Leson amplified microphone.

Portable HF amplifier and cables.

Battery box (2 x 5000maH hardcase LIPOs).

Aerial-51 404-UL OCF Inverted-V dipole antenna.

Surveyors tripod.

10 metre DX-Wire fibreglass portable mast.

Plastic tablecloth as ground cover.

Smartphone PocketRxTx App and USB cable (only used for spotting and taking pictures this time).

Log:

Conclusions:

I wish I hadn’t gone so early to the summit! Going 2 hours later would not only have avoided the showers (which weren’t too bad) but probably also bagged me some S2S contacts into North America!  Hindsight is a great thing though!

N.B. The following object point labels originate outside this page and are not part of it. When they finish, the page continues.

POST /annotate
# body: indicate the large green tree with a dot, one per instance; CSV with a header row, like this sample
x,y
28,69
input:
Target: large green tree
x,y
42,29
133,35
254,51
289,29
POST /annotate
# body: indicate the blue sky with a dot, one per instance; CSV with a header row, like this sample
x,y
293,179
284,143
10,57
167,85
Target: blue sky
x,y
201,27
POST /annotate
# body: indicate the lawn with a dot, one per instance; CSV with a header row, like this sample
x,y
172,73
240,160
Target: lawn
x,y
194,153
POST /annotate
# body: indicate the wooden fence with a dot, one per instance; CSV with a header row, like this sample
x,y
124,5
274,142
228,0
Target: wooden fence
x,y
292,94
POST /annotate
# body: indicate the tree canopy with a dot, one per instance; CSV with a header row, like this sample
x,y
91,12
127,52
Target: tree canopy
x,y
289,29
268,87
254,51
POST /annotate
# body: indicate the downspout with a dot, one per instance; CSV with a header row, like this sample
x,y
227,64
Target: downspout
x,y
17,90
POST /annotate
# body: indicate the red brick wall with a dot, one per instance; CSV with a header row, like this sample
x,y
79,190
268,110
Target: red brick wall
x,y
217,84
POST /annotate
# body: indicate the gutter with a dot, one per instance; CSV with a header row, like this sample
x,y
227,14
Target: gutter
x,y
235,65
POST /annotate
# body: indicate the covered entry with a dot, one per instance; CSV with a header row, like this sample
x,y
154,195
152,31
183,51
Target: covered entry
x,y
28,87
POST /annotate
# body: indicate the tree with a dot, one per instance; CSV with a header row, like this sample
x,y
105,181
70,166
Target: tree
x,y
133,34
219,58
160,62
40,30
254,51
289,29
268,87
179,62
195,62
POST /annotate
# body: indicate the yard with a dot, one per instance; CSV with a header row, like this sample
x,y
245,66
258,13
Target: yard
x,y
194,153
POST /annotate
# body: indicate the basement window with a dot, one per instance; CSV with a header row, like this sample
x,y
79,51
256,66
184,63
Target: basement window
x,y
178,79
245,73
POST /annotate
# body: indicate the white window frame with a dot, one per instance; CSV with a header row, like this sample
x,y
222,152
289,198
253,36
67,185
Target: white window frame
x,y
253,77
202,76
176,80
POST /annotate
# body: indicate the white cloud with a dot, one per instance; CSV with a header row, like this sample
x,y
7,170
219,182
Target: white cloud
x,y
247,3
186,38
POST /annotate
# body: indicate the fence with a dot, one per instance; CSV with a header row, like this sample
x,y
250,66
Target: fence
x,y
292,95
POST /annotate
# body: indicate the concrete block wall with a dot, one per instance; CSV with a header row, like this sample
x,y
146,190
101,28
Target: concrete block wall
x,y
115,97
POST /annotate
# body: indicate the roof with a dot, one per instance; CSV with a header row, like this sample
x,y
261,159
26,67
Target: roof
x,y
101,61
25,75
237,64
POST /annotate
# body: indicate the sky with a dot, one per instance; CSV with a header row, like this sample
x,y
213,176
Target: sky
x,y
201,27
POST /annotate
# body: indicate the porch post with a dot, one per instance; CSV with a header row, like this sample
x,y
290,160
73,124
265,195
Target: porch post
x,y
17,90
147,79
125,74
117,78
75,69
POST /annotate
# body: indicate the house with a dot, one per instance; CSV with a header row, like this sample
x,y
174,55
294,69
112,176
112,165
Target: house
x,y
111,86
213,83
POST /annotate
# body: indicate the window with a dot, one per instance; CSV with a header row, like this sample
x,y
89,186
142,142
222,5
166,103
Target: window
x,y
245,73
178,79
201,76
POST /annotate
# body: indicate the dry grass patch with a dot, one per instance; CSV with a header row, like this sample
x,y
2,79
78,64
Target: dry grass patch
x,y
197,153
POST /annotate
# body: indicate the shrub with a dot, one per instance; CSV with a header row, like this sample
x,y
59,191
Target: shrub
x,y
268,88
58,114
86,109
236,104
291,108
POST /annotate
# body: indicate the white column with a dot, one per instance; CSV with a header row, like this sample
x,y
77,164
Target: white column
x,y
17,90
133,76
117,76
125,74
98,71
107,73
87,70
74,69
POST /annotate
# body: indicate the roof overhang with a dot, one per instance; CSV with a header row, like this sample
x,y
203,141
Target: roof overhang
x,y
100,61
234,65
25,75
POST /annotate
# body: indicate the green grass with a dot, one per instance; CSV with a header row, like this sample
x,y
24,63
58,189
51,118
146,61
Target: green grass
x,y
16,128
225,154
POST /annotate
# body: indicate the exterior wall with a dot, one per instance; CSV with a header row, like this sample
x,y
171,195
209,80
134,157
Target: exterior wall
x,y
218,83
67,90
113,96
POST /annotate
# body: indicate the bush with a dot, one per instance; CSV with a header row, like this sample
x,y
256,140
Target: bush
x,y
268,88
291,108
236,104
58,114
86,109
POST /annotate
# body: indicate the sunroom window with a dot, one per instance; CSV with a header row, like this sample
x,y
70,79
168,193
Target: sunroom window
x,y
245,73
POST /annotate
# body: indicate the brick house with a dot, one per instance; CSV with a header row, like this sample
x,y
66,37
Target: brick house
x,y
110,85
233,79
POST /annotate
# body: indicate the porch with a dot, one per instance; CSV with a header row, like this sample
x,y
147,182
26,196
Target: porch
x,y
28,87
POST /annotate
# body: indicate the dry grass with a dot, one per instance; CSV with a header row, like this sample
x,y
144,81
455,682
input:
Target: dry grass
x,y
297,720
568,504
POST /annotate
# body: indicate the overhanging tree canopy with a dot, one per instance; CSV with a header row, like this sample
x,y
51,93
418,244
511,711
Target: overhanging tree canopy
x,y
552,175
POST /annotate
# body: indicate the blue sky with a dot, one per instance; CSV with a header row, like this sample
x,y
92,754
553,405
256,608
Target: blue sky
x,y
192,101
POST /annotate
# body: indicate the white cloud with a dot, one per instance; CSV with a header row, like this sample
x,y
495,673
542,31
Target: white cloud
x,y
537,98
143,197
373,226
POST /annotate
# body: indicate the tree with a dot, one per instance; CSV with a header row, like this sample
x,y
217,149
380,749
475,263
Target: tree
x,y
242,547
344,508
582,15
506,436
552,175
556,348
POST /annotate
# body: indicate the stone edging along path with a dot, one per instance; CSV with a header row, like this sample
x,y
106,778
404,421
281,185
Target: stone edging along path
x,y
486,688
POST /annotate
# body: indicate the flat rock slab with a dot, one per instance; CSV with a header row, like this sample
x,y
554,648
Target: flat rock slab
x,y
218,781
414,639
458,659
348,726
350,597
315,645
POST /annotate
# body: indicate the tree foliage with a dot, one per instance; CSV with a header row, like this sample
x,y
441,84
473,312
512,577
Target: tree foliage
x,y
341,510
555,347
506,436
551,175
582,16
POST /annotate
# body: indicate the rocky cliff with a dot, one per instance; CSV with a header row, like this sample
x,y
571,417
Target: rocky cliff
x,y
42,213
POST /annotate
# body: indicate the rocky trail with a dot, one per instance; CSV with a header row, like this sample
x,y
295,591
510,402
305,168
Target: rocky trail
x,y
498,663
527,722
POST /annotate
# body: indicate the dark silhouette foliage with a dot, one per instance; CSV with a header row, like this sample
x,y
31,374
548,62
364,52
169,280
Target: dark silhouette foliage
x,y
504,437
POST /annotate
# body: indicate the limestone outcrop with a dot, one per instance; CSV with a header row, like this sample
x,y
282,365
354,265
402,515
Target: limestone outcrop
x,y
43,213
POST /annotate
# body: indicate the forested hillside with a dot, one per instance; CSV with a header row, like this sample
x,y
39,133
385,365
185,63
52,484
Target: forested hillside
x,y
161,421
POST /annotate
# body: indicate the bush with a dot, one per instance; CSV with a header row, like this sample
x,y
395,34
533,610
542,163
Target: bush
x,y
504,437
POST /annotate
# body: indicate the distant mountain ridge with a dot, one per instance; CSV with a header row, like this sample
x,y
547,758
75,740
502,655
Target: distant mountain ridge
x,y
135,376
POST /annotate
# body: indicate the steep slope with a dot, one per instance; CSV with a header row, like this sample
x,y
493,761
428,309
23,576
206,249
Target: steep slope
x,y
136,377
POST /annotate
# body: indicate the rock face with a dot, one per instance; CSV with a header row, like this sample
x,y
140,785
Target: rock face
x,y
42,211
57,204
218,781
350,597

Plus and Minus points from this activation:

Plus – I had another ham along – Rob DM1CM – another Englishman living in Germany and actually got him on the air making some contacts. Rob helped with set-up and took some photos and in fact, brought his professional audio gear along and recorded most of the two hours we were on the summit.
Plus – it was a new summit for me gaining me an extra activators point. The summit is really easy to get to as there’s a publicly accessible track where you can drive up to 200 metres from the summit.
Plus – I was very happy with how well the simple off centre fed dipole antenna (Aerial-51 404-UL) worked. (I had decided not to put the VP2E antennas up and there wasn’t space enough in any case for the 40m VP2E).
Plus – I was happy with the extra “punch” on 40 metres that the amplifier gave me (but not on 20m – see below). Straight after setting up I had a run of 24 contacts in 12 minutes.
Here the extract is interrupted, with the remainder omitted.